Dodici mesi per integrare la successione incompleta
A seguito di una successione testamentaria, gli eredi, trovandosi in contrasto fra loro, vorrebbero presentare una successione parziale ciascuno per la propria quota.
Essendo la divisione già realizzata da testamento, è possibile una tale fattispecie? In caso contrario, quali sono le sanzioni comminate dall’agenzia delle Entrate per una successione parziale incompleta? Vengono comminate al singolo erede o a tutti gli eredi? Può essere contestata una dichiarazione infedele con la sanzione dal 100 al 200% della maggiore imposta non versata?
F.L. - FOGGIA
La fattispecie in esame, dalla descrizione fatta, sembra integrare una ipotesi di cosiddetta institutio ex re certa: pur se normalmente il lascito di uno specifico bene configura un legato, quando il testatore – anziché indicare una frazione aritmetica del proprio patrimonio – fa riferimento a determinati beni o a un complesso di beni, con l’intenzione di assegnarli come quota dell’intero asse ereditario, realizza una istituzione di erede (articolo 588 del Codice civile).

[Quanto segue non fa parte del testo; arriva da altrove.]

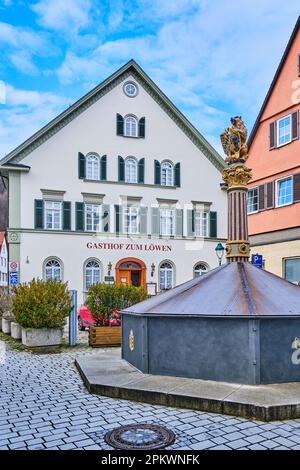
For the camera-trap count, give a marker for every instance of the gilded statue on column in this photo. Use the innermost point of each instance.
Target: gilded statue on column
(233, 140)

Le conseguenze, anche sul piano fiscale, sono rilevanti. Mentre per gli eredi c’è responsabilità solidale quanto al pagamento dell’imposta di successione complessivamente dovuta, i legatari rispondono nei limiti dei rispettivi legati (articolo 36 del Dlgs 346/1990).
Fatte queste premesse, nulla esclude che si presenti una successione oggettivamente parziale, nella consapevolezza che la medesima – se non integrata entro 12 mesi dalla data di apertura della successione (articolo 31, comma I, del Dlgs 346/1990) – si configura come “dichiarazione incompleta” (articolo 32, comma II, del Dlgs 346/1990), per la quale, pur mancando una sanzione espressa, si ritiene – secondo una certa interpretazione – applicabile l’articolo 51 del Dlgs 346/1990 (sanzione amministrativa dal 100 al 200% della differenza di imposta).